On the content management side of Tridion Sites:

Content Manager
Content Manager is the environment for creating, managing and assembling content. Users create content using various Content Manager clients and this content is stored in the Content Manager database.
Topology Manager
Topology Manager forms the bridge between the Content Manager and Content Delivery environments. Topology Manager maps logical publishing targets selected by the end user to physical publishing destinations on the presentation environments. Each Content Manager environment has its own Topology Manager instance and Topology Manager database.

Authors and editors can publish content to multiple Content Delivery environments. A typical setup will have one Content Delivery environment behind the firewall (the "staging" environment) and another outside it (the "live" environment).

Content delivery side

In short, Content Delivery is the conduit for the flow and deployment of published content to one or more delivery platforms. Content Delivery handles and processes content published from Content Manager, transforms the content into dynamic web content, stores the published content in the Content Data Store (a file system, a relational database, custom storage media, or a combination of these), and puts the content on the Presentation Server, the machine that serves content to web application users.

The Content Delivery environments and the presentation environments (that is, your web applications and websites) can be physically separate from each other. The presentation environments only need to contain the Content Interaction Libraries (CILs for short), which in turn only require a compatible version of .NET or Java.

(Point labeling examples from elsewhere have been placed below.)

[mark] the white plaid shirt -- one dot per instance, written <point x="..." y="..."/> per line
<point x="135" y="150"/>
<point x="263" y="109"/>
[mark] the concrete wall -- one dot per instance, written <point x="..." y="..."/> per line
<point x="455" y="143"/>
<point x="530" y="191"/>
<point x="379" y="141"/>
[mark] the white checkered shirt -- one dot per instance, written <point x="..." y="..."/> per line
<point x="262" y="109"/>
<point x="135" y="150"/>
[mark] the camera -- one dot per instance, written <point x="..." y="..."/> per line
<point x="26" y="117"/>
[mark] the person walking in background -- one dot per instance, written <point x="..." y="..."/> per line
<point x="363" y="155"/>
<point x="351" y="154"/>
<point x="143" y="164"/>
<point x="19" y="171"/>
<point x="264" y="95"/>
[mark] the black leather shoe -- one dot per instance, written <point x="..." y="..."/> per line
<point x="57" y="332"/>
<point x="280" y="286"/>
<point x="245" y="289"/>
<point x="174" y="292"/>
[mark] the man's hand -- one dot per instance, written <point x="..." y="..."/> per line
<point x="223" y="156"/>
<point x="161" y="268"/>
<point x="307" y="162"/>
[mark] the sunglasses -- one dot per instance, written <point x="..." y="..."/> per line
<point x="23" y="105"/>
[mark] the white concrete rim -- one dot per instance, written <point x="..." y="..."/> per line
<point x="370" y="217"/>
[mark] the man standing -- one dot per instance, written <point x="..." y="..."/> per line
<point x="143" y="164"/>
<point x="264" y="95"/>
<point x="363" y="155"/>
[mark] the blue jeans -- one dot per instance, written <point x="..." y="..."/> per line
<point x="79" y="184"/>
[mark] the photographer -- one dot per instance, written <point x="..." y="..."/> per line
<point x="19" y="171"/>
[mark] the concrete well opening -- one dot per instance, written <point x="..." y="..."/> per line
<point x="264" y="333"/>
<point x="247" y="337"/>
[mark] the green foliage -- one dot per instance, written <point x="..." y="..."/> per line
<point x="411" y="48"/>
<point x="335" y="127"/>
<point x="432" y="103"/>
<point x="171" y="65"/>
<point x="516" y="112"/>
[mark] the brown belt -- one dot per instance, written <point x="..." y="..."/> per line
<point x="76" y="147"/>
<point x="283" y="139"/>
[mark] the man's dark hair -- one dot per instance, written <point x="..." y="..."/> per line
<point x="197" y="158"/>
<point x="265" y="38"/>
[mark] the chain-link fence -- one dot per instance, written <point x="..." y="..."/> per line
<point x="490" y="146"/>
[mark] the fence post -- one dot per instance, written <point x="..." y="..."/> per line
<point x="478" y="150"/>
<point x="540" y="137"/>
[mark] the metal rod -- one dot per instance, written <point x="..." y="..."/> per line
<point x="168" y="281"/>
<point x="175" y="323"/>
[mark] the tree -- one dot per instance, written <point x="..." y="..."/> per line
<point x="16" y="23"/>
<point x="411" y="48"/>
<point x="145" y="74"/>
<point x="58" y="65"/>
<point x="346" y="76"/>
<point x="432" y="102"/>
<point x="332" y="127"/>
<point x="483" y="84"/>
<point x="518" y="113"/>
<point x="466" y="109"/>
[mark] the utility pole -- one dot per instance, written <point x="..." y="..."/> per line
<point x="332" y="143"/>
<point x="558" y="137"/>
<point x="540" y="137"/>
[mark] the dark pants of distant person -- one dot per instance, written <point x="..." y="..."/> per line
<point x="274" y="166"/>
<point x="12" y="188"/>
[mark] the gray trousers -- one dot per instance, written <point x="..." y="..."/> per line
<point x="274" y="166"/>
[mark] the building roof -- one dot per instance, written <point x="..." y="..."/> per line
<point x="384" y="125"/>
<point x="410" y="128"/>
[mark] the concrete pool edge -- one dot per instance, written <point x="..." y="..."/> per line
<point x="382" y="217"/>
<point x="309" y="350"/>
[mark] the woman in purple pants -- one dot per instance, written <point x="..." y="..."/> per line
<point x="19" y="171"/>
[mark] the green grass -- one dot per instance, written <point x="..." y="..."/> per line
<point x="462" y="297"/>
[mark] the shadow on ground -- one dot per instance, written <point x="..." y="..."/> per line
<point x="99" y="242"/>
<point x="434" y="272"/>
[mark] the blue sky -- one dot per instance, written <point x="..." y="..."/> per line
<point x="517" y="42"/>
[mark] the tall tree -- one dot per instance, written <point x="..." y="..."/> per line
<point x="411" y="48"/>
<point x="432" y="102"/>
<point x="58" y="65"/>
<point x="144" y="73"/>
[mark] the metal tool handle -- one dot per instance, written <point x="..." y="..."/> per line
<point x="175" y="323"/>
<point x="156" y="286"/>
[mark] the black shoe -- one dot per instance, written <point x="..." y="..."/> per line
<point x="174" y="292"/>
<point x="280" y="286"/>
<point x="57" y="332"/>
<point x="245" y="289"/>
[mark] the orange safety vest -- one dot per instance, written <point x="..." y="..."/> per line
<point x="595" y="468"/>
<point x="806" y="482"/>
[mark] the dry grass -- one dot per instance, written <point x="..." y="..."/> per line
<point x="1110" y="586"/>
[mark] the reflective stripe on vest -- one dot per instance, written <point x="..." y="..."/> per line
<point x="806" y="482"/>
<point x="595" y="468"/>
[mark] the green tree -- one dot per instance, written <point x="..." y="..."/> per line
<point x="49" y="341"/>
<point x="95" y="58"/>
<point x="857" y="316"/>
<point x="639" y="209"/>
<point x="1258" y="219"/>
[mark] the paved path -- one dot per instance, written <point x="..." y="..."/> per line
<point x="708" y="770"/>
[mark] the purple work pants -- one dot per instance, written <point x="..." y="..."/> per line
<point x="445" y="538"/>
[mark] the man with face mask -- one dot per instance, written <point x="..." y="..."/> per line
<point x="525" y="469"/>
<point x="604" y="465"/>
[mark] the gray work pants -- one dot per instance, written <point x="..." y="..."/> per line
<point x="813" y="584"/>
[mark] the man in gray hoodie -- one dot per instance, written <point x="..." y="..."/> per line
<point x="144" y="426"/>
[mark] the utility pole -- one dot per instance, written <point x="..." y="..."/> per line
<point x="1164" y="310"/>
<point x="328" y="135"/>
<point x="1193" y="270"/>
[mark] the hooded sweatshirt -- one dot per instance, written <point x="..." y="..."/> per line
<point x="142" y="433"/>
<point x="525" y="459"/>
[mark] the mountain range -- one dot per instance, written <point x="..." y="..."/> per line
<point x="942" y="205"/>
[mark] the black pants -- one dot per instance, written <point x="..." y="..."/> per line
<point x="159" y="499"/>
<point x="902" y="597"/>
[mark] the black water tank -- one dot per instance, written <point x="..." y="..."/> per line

The CILs don't require any specific web and application servers, third-party libraries, nor do they connect to the Content Delivery databases.

The Content Delivery microservices, also called Content Interaction Services, are the server-side components of Content Delivery.

Content Delivery also exposes its functionality through a number of Capabilities, which Topology Manager can discover by interacting with the service endpoint of the Discovery Service.

Additional product features can introduce additional server-side software components, clients, databases and so on.

Decoupled architecture

When a user publishes content from the Content Delivery to a Content Delivery environment over an HTTP(S) protocol, the content can be then transformed into pieces of content in any format, ready for dynamic assembly and distribution on the Content Delivery side. Because the Content Delivery environments cannot access the Content Delivery database directly, sensitive information is protected. Additionally, the decoupled architecture allows for independent scaling and maintenance of each part of the platform, reducing hardware and maintenance costs.

The Tridion Sites architecture also decouples the technology stacks used in each environment. For example. the content management environment using Microsoft Windows and .NET technology can be perfectly paired with a technology stack using Microsoft Windows, Unix, or Linux in combination with Java in the Content Delivery environment.

Cross-environment, cross-platform integration framework

Tridion Integration Framework is the primary integration point for Tridion Sites to consume data and content that is external to the system. The framework provides a high degree of flexibility for your Tridion implementation and supports Connectors that can be:
  • Used with both Content Management and Content Delivery
  • Written either in Java or C# (.NET Core)

The framework also supports multiple ways for users to access content, including the Public Content API.